La finanziaria subisce gli ultimi ritocchi che non modificano l'insieme, dove il dato centrale è l'allungamento dell'età pensionistica che ha un significato economico preciso. Il debito pubblico verrà pagato dai pensionati, determinando un risparmio dal 2018 di €20 miliardi all'anno, che servono per ridurre l'importo del debito, oggi al 120%, fino al 2030. E' questa la data a cui il Parlamento europeo, centro democratico, ha deliberato vada riportato al 60% il debito dei singoli paesi. Spostando il pensionamento verso i 70 anni futuri e non rivalutando gli importi secondo inflazione, si ottiene un discreto risparmio, almeno di €320 miliardi dopo il 2018, almeno €100 miliardi entro il 2018 stesso.
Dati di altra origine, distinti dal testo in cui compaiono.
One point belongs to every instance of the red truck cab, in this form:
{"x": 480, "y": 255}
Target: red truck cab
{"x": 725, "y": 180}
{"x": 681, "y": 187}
Questo è il senso della finanziaria di Monti nei suoi elementi "strutturali", a cui si deve aggiungere la fine definitiva della concertazione sindacale, nata nel 1993, per cui i sindacati non vengono coinvolti nelle scelte; viene a loro, solo successivamente, data comunicazione delle scelte prese nell'ambito del governo e delle commissioni parlamentari, prima della ratifica del voto parlamentare. Questo determina il ruggito dei topi che improvvisamente si trovano a indire uno sciopero di 3 ore, loro che da anni fanno solo trattative di vertice e presidi simbolici; ed infatti ne è risultata una mobilitazione inutile che serve solo ad anticipare l'incazzatura della base e dei delegati nelle aziende deviandolo in azione simbolica, dopo che molti cortei avevano spontaneamente sospeso la produzione nelle fabbriche. Infatti si colpisce il corpo centrale della struttura sindacale e anche produttiva italiana: i 50enni.

Nel mentre le liberalizzazioni sfumano, i tagli della casta si stemperano, le privatizzazioni spariscono, la patrimoniale diventa una speranza per le future generazioni; persino la vendita degli immobili pubblici si è persa nei meandri del parlamento. Rimangono i trasferimenti alle aziende (€10 miliardi all'anno), dati strutturali fatti di riduzioni IRAP e di ACE che servono a ricapitalizzare le imprese, a costi nulli come tassazione, in un momento dove il costo degli interessi avrebbe spinto autonomamente i padroni ad usare maggiormente i propri soldi, anziché andare in prestito dalle banche come stanno da sempre facendo, almeno per 88% degli ammortamenti correnti. Una delle caratteristiche dell'imprenditoria italiana è usare denaro altrui nelle aziende, pari al 12%, mentre in Germania o Francia usano almeno il 30%, quindi si preferisce pagare interessi piuttosto che tasse. Questo è il progetto della Confindustria che era stato definito a metà luglio, altro che interessi della finanza multinazionale. Mentre a sinistra si discute sulla "metafisica" del debito, altri decidono chi lo paga nei prossimi anni e sono i soliti noti.